If you remember the days before Google docs, when you could work for hours on a paper only to have it vanish if your computer shut down and you hadn't saved it, you know firsthand the pain of losing work you thought was safe. Notebooks are wonderful for interactive data analysis, but there are a few quirks that can trip you up if you're not careful!
This article describes how to avoid a potential pitfall when working in a Jupyter notebook:
What and when you need to save so you don't lose parts of your analysis unintentionally
Note: For a deeper dive into the back end of a Terra notebook and to understand why notebooks have these characteristics, see this article about key notebook components or this article about key notebook operations.
How to not lose output files
The key is to understand is that files generated by the notebook are not automatically saved in the Workspace. In particular, you will lose output data generated in a notebook if you delete or reconfigure a cluster without explicitly saving your output to the workspace bucket.
You will not lose your data if you pause (stop) a cluster, since the cluster goes away but the runtime environment disk does not. In fact, when you re-open your notebook, the cluster creates more quickly as the disk does not need to be recreated. As an added bonus, you do not need to reinstall your software.
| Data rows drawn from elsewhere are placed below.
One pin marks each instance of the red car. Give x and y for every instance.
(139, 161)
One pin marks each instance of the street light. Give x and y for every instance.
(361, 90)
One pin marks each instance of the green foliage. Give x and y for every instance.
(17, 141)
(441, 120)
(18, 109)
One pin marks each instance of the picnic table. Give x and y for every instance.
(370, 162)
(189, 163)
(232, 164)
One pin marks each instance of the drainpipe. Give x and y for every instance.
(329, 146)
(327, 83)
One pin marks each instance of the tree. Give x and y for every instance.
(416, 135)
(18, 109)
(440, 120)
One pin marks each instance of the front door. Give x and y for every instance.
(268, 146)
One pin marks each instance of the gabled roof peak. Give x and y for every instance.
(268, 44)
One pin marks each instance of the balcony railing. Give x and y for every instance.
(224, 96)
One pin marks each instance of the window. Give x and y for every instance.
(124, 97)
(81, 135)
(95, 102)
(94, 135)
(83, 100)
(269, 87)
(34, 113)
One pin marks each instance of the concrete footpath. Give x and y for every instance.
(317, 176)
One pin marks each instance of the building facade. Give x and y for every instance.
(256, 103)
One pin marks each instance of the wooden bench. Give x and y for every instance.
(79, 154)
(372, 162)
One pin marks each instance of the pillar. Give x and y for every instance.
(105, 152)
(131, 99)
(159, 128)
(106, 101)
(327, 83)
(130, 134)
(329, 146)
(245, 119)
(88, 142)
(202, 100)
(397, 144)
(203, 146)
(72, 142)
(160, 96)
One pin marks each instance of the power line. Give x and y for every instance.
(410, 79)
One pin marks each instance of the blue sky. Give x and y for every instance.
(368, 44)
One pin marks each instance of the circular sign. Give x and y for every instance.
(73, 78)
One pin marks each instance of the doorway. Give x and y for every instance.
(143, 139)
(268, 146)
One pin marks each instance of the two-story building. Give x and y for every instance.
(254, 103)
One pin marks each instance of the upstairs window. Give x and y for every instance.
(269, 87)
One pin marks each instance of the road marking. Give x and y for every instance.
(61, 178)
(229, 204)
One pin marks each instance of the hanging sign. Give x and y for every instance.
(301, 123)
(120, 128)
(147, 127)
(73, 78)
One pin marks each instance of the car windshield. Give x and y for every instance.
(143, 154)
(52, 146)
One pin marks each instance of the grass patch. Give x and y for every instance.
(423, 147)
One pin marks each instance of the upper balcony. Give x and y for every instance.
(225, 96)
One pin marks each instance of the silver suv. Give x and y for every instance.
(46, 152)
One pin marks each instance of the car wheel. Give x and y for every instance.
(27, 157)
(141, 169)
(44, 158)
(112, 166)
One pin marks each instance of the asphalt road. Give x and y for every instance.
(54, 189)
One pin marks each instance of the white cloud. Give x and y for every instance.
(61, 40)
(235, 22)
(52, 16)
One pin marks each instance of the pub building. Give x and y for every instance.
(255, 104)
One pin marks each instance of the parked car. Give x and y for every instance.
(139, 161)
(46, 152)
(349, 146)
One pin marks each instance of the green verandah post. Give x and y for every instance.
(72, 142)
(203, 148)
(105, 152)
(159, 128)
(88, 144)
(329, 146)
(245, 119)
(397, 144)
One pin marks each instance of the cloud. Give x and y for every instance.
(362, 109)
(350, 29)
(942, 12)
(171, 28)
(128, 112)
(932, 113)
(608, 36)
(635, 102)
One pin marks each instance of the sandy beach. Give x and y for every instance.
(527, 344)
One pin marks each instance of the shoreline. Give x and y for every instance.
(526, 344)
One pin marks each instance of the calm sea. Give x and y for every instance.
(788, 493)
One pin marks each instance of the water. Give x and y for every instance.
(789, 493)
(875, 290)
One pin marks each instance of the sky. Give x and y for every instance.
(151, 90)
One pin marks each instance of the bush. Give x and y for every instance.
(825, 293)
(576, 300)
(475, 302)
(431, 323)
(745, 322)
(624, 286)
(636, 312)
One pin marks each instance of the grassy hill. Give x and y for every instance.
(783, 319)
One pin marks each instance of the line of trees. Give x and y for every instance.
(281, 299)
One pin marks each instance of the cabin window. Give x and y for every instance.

To avoid losing your data, make sure to explicitly save your outputs in the workspace bucket. You can find step by step instructions on how to do this within the notebook in this article.
What happens if you've lost your notebook data?
Your notebooks and any data explicitly saved to your bucket are still in long term storage in the workspace bucket. This means you can rerun the notebook to regenerate any output data (though you will pay for this, of course).